Life Carries On: A taste of prayer in Romans

Taking a Sunday off during a sermon series is a little problematic. But like the British band Big Audio Dynamite says, “Life carries on, even when I’m not there.” And that’s true. Life is happening to other people and in other places even as you read these worlds. As human beings, we are the centers of our own little universes. People and situations revolve, interact, and move through and around us. We sometimes act as if the possibilities of life are limited to our own experiences, senses, and imaginations. But other people lives, thoughts, and experiences that are not our own. We are all centers of our own little universes but we are not the center of the entire universe. Yet with God’s Spirit, we can see what a full, thriving, and loving life can possibly be.

This passage from Paul’s letter to the Romans 8:12-25 is amazing because Paul is making a bold claim here. He’s telling this small community of two dozen people that they are who the world is waiting for. These men and women, rich and poor, slaves and free, are everything. Now, there is a dangerous way to read this passage. If the Roman community took these words as an excuse to push others away or to act like they are the only people entitled to being with God, then Paul’s words create an us-vs-them view of the world that is problematic. The Roman community would seem themselves as “winners” and reject, forcefully, anyone who doesn’t fit in. Their relationship with God would be an entitlement that would be for them alone and no one else.

But Paul isn’t, I think, doing that here. We need to remember the context of Paul’s letter. He is writing to a small community located in the capital city of the Empire that killed Jesus. They are a community that celebrates and worships someone who was killed as a criminal in the worst way possible. They worship and celebrate what should be the epitome of weakness and smallness. And as a mixed community, they are filled with slaves who had no control over the violence inflicted on their bodies. This community is insignificant. Yet it’s this community that Paul says is worth everything. They, through the Spirit, will change the world.
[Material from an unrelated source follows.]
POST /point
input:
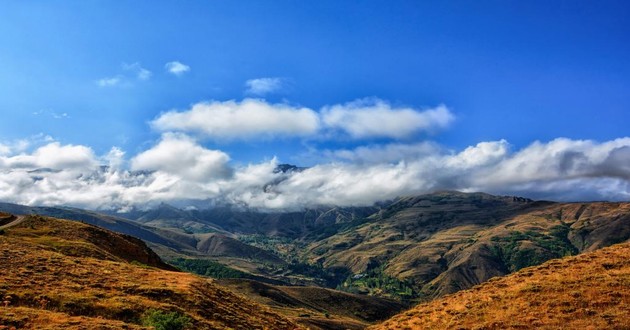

And how will they do that? Paul doesn’t go into details here but will later in his letter. The how is rooted in the why because living with the Spirit makes a difference. We can see that in our prayers. When we pray, the Spirit is helping us to believe that our smallness can talk to the everlasting God. In our worship service, that’s why each Sunday has a specific prayer of the day. Before we read God’s story and share with Jesus a holy and special meal, we ask God to make that Spirit live within us. This Spirit doesn’t ask us to create a world of winners and losers. This Spirit asks us to live a life of love that is as complete as God’s love for each of us. Because it’s this kind of love, a love that even sacrifice itself for its enemies, that all our universes need.

Each week, I write a reflection on one of our scripture readings for the week. This is from Christ Lutheran Church’s Worship Bulletin for 7th Sunday After Pentecost, 7/23/2017.